DDGS is one of the most extensively researched fermentation products in animal diets, with its application ratios varying based on composition across different animal diets [21,28]. Similarly, FDG, as a newer DG fermentation product, warrants evaluation for optimal inclusion levels in animal feed [29]. Studies by Roberson et al. [52] and Abd El-Hac et al. [53] recommend adding DG at lower levels in laying hen diets. Therefore, in this study, low inclusion rates of 1%, 2%, and 4% FDG were initially added in laying hens’ diets. The results showed that FDG supplementation significantly affected only the egg production and rate of broken eggs. Since egg production performance and quality are critical for the economic viability of the poultry industry, and these factors are closely linked to diet composition, careful selection of FDG levels is important. Previous studies on DDGS found that 6%, 12%, 18%, 24%, and 30% DDGS in diets replacing soybean meal yielded the highest egg production and breakage rates at 18% replaced group, while the 6% and 24% replaced groups had the lowest egg production and breakage rates [54]. Additionally, experiments with 0%, 10%, and 20% DDGS showed the highest egg production rate of 83.5% at 10% inclusion [55]. In this study, the 2% FDG group achieved the highest egg production rate (90%), demonstrating improved performance, while the 4% FDG group had the lowest egg breakage rate, indicating potential for increased economic efficiency. Although feed intake is a key indicator of diet palatability, and previous research has shown that ADFI in laying hens increases slightly as DDGS oil content decreases [56], the different FDG supplementation ratios in this study did not significantly affect ADFI. In summary, the results suggested that FDG supplementation, particularly at 2% and 4%, may improve egg production and reduce rate of broken eggs, thus enhanced the economic potential for laying hens.
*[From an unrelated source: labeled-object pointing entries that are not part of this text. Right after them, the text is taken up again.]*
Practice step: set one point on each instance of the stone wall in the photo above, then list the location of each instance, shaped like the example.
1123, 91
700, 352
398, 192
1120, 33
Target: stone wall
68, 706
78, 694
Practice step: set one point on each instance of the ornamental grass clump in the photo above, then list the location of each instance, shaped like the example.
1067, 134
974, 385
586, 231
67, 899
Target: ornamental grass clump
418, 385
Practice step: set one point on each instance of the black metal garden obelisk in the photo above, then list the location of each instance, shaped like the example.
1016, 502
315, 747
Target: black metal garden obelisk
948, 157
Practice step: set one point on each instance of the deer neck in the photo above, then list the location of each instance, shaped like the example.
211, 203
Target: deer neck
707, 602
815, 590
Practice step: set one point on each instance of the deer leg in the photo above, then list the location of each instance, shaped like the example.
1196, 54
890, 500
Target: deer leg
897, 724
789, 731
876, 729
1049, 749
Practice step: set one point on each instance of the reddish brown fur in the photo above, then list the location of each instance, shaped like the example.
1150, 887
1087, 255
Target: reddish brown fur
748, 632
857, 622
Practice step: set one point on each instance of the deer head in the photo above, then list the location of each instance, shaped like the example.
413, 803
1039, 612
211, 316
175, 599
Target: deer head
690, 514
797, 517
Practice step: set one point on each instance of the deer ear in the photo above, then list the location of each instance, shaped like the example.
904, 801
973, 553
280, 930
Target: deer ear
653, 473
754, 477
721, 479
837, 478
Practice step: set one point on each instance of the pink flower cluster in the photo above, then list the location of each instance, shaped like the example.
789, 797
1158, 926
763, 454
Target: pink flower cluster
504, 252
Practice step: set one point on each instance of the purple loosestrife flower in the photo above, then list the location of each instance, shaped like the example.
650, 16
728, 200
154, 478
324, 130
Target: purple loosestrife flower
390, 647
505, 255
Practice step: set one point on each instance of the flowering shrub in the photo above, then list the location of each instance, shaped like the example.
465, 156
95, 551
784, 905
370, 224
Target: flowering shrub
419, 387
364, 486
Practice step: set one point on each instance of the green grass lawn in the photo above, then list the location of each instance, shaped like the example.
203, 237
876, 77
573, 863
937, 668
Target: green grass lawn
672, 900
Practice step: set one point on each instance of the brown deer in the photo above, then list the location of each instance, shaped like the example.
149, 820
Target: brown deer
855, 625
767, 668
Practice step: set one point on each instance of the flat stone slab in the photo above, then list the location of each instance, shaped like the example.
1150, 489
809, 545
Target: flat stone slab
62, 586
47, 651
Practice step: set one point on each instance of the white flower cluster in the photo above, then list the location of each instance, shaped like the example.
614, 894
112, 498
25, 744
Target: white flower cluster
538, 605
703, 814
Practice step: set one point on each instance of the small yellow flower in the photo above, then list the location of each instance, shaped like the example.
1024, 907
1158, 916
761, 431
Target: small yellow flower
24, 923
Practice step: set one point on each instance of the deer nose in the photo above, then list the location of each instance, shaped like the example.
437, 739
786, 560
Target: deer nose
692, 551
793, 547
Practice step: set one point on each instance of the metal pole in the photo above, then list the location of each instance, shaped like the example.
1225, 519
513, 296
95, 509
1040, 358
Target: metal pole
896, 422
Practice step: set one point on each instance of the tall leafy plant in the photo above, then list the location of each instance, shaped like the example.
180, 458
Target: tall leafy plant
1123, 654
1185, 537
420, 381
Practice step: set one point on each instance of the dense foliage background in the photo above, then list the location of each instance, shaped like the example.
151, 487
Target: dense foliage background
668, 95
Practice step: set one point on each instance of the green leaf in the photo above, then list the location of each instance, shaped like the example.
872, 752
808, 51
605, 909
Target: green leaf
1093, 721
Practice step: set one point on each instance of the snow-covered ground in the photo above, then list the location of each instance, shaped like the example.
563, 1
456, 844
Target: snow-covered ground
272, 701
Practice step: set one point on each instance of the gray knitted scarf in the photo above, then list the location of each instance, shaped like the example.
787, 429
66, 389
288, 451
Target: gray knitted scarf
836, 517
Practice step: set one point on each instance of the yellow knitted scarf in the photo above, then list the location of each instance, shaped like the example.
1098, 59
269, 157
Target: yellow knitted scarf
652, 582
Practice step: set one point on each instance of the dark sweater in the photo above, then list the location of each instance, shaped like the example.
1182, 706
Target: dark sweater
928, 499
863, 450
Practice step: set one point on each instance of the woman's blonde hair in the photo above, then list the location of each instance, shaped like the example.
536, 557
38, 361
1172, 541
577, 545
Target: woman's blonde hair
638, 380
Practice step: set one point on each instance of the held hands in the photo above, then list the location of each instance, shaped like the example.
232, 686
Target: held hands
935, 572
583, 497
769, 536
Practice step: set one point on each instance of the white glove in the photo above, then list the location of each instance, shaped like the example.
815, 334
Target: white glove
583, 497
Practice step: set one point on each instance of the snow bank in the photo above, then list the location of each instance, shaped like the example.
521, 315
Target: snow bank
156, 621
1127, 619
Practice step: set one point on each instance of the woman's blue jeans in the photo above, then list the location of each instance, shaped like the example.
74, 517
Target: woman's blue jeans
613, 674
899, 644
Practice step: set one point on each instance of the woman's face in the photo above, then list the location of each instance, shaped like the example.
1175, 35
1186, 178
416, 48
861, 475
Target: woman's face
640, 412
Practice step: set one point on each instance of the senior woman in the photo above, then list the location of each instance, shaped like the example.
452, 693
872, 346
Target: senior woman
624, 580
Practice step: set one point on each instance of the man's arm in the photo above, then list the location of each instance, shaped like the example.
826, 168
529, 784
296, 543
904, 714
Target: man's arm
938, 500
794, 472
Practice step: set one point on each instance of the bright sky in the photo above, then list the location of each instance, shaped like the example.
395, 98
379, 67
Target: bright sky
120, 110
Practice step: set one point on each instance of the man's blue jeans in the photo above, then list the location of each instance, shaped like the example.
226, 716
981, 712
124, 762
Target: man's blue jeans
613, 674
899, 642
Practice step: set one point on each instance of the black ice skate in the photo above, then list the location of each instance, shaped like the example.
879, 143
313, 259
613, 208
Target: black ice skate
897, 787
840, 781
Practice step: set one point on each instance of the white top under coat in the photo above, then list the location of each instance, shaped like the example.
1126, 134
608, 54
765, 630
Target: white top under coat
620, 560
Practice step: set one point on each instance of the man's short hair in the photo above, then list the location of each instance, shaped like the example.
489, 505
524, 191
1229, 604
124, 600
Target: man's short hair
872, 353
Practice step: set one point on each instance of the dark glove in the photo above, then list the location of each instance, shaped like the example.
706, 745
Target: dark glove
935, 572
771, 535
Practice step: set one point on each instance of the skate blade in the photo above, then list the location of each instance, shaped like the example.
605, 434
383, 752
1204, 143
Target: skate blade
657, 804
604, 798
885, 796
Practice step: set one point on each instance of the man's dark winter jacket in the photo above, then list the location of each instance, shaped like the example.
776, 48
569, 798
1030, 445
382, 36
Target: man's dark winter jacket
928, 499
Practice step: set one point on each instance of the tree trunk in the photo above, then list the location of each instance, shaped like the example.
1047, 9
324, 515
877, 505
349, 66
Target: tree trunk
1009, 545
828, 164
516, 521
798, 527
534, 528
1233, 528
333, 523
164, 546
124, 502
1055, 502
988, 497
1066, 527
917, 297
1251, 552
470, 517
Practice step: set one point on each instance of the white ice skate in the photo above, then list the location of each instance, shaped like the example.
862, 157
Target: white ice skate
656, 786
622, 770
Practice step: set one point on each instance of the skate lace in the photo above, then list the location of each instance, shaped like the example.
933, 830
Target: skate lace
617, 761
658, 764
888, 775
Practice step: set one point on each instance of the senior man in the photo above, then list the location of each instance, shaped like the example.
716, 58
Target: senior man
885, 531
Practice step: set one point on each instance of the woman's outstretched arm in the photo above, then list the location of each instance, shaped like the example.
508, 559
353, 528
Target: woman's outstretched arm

In conclusion, this study demonstrated that the production technology of the FDG had improvements in nutrient profiles and digestibility from DGs. Both in vitro digestion and laying hen trials indicated that FDG has potential as a functional feed additive to enhance animal production. Future work will focus on incorporating FDG into feed as an alternative protein source for soybean meal, laying the groundwork for its use in practical animal production systems.